Car Joël a compris que Boris n’était qu’un pantin manipulé, un homme profondément bon poussé à l’infanticide du Tsarévitch par les intérêts des boyards, et que seule sa culpabilité détruit à petit feu. Chouiski manipule dans cette mise en abîme du drame de Pouchkine « son » Tsar, sa créature. Le profil aigu que lui donne Philippe Langridge renversait toute la dramaturgie classique de Boris Godounov, et il fallait bien un acteur aussi fabuleux que le ténor anglais pour tenir un tel pari : si il vient de fêter en décembre dernier ses soixante cinq ans, il ne les avoue pas, ni vocalement ni physiquement. Dans ce renversement des rôles, Chouiski devenant le maître du jeu, la scène de la rencontre entre Boris et l’Innocent (Léonard Pezzino, qui en remontrerait à Ivan Kozlovski lui-même) prenait tout son sens.
Mais la révélation de cette reprise fut le Pimène d’Alexander Anissimov. Voix de bronze, cette immense basse russe (au propre comme au figuré, il dépasse même d’une bonne tête Konstantinov qui jusque là passait pour un géant) campe un moine d’une humanité bouleversante, en même temps que d’une autorité immanente. On rêve de son Dosifei, il faut que Toulouse lui offre d’urgence une Khovanshchina. La scène de l’auberge montrait un quatuor parfait, le faux Dimitri (Grigori) au timbre héroïque de Viktor Afanasenko, contrastant à la perfection avec le trio comique formé par Varlaam (succulent Dmitry Ulyanov), Missaïl (Christer Blandin, quel ressort, quelle santé !) et l’Aubergiste sans vulgarité d’Irina Gelakhova.

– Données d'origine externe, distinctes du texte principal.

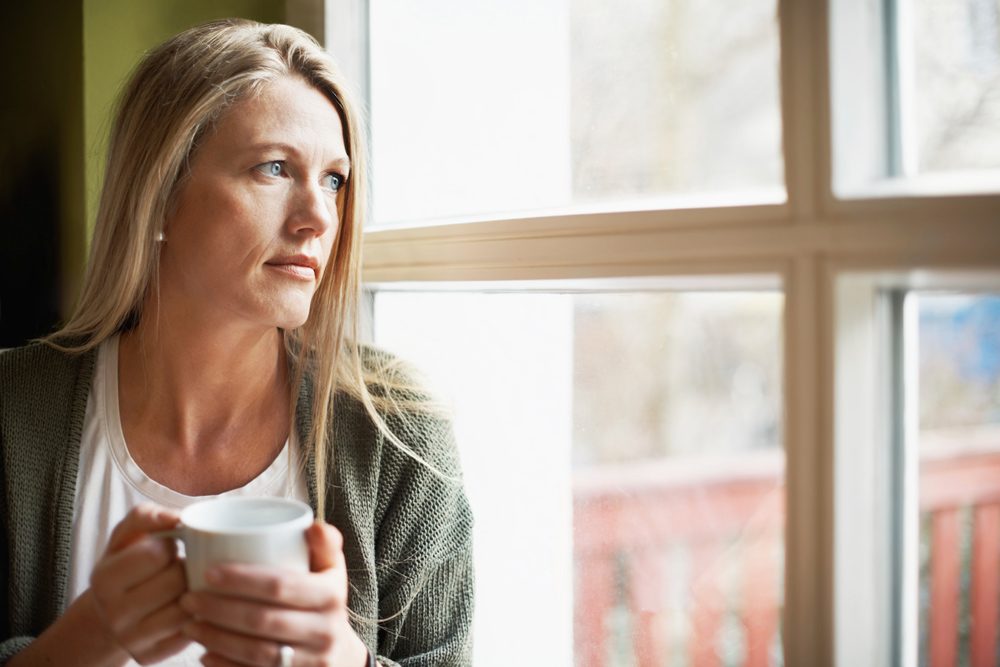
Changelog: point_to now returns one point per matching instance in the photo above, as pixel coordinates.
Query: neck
(196, 384)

L’entourage du Tsar permettait de découvrir le Fiodor si émouvant de Luisa Islam-Ali-Zade, et de retrouver en Nourrice Stefania Toczyska. Dans la fosse, hélas, Bernhard Kontarsky décevait, incapable de susciter l’orchestre rogue, aux timbres bruts, de la version originale, présentée ici avec courage, car il faut continuer à défendre celle-ci contre les splendeurs de l’orchestration de Rimsky-Korsakov décidément trop éloignée du projet initial de Moussorgsky que cette mise en scène, situant l’action au temps de la révolution bolchevique, a si pertinemment saisi.
Jean-Charles Hoffelé
Boris Godounov de Modest Moussorgsky, Théâtre du Capitole, le 17 avril 2005.